Die andinen Gourmets
Neben vielen schmackhaften Gerichten der novoandinen Küche glänzte Peru auch, wenn es um Getränke ging. So war zum Beispiel das Nationalgetränk Perus sehr nach unserem Geschmack. Damit meinen wir nicht den bei Peruanern sehr beliebten Softdrink Inca Cola in gedecktem Neongelb, sondern Pisco Sour. In der klassischen Form ist der Cocktail eine Mischung aus Zitronensaft, Eiweiß, Zucker und, natürlich, Pisco. Pisco ist ein hochprozentiges Destillat aus Traubenmost und damit einem albanischen Raki vergleichbar. Sowohl Peru als auch Chile beanspruchen den Ursprung von Pisco und Pisco Sour für sich.
Eine andere Entdeckung für uns war Muña, ein Kraut, dessen Aroma an Pfefferminze erinnert. Es schmeckt hervorragend als Tee – pur oder auch gemischt mit Coca-Blättern.
Und der wichtigste Gang jeder vollwertigen Mahlzeit? Natürlich der Nachtisch („postre“)! Echte peruanische Klassiker sind uns nicht im Gedächtnis geblieben. Selbst die Vermarktung peruanischer Schokolade war eher verhalten. (Hier hat Peru gegenüber Ecuador noch Nachholbedarf!) Trotzdem zauberten die Peruaner verschiedene Desserts in phantastischer Qualität.
Hoch, höher, Peru
Trotz zwei Wochen „Höhentraining“ in Ecuador spürten wir die Höhe in Peru sehr deutlich, vermutlich, weil wir immer weiter aufstiegen. Cuzco liegt auf 3600m und der Titicacasee auf 4000m. Wir fühlten uns nicht höhenkrank, aber alles, was normalerweise anstrengend ist, war in den Anden noch kraftraubender, zum Beispiel eine Steigung zu erklimmen.

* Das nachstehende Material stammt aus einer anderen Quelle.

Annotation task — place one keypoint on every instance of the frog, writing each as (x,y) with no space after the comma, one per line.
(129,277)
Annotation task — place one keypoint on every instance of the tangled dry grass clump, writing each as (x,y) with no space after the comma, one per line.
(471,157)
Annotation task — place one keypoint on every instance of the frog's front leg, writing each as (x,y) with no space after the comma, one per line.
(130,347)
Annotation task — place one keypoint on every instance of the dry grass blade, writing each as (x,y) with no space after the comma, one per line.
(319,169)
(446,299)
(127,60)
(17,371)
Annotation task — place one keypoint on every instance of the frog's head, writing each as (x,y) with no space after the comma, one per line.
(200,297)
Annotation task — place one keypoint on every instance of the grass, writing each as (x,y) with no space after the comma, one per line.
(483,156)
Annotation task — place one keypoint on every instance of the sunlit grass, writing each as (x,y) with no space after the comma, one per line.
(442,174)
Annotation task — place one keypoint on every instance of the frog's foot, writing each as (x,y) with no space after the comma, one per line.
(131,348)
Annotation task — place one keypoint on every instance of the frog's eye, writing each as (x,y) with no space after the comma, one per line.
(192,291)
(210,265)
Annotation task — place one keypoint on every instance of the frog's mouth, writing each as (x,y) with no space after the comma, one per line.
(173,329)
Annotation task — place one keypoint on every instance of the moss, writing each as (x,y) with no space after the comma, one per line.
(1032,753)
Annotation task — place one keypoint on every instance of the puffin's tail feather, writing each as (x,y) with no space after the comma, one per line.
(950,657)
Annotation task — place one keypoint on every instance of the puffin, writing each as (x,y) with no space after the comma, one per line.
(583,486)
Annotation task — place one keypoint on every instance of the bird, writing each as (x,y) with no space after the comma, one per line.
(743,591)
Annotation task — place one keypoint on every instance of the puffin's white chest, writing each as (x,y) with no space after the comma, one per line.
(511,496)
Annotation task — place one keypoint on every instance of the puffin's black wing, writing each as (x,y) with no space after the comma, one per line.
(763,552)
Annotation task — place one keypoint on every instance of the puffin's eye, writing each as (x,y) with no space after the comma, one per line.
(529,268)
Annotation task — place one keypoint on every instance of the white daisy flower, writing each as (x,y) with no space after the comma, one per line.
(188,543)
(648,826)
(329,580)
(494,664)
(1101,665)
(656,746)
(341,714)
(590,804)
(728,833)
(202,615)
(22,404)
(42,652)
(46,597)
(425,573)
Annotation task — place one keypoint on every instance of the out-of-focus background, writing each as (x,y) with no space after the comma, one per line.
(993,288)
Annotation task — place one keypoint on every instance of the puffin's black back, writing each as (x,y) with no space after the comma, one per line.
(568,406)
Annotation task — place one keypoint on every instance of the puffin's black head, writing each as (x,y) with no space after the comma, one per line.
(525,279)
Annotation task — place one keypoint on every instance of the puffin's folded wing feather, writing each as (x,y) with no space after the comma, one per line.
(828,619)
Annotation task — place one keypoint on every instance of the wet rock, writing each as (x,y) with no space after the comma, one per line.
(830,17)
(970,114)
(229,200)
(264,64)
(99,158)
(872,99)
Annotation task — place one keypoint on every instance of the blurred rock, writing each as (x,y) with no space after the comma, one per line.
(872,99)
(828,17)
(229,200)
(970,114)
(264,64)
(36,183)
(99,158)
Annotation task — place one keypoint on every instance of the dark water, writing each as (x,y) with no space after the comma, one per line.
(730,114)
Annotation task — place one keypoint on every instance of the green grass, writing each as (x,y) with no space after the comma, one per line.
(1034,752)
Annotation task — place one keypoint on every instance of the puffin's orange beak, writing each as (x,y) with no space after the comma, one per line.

Die Höhe machte nicht nur uns Menschen zu schaffen, sondern scheinbar auch den Fahrzeugen. Auf der Busroute von Arequipa nach Puno ging es öfter steil bergauf, was zur Folge hatte, dass sich voll beladene Lkws im ersten oder zweiten Gang die Berge hochquälten. Die in der Regel einspurige Straße wurde damit immer wieder zum Schauplatz manches gewagten Überholmanövers.
Insgesamt empfanden wir das peruanische Hochland als noch ursprünglicher als in Ecuador. Sehr viele Menschen trugen noch traditionelle Kleidung. Der Coca-Tee war in der Region so selbstverständlich wie für uns ein Pfefferminztee. Besonders die interessanten Inka-Stätten haben uns sehr beeindruckt. Aber es geht noch höher hinauf. Wir fuhren weiter gen Süden, entlang des Titicacasees über den Grenzübergang Kasani nach Bolivien.